Guns, as a creation, fundamentally change certain dynamics of violence. For example, they allow the weaker individual to fight the stronger, they allow violence to be committed from a distance, they allow it to be instant, and they, in many similarly subtle ways, change how we view things like power and violence. It is these changing dynamics that too often go unobserved in the discussion of a tragedy. Either we mistakenly presume the gun is fully responsible for the violence, or more often, fully innocent. We can see the problem a bit better by looking at two recent gun related tragedies.

In an editorial about the Jovan Belcher tragedy, in which a former NFL linebacker for the Chiefs shot his wife and then himself in a murder/suicide, Fox Sports writer Jason Whitlock wrote, “What I believe is, if he didn’t possess/own a gun, he and Kasandra Perkins would both be alive today.” The idea that merely having a gun is all that contributed to this tragedy is certainly an oversimplification, however, it also most certainly is a factor.

Another tragedy occurred recently in Florida that can help us analyze this idea. On November 23 Michael Dunn got into a dispute with a group of teens in a car with loud music. During the dispute the man felt threatened and fired his gun at the car, killing 17-year-old Jordan Davis. No one in the vehicle had been armed. Now what I believe is that if Michael Dunn didn’t possess/own a gun, Jordan Davis would be alive today.

We hear too often: “Guns don’t kill people, people kill people.” Fair enough. But guns change how people kill people, and they change how people view killing. When someone has a gun the question of how they respond to a situation changes, for better or worse, because they have an option that they didn’t have before.

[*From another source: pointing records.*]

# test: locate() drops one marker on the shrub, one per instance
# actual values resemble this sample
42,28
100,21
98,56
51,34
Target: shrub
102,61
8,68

These changes are what we need to be discussing if we want to be able to advocate effectively for or against gun control. We need to ask ourselves questions like whether guns make individuals more or less inclined towards confrontation.

I don’t know or believe that gun control would have prevented these tragedies, but I do believe that a fear of gun control will prevent us from understanding them. Gun ownership is a cultural thing, and discussing whether gun control is right or wrong requires us to acknowledge this. We have to first be able to admit that gun ownership changes a person. Once we are able to do this we will be able to discuss how it changes a person, and whether this change is bad or good. It is only after this debate has become the focus of our discourse that a dialogue about the pros and cons of gun control can finally find its place in the public deliberation.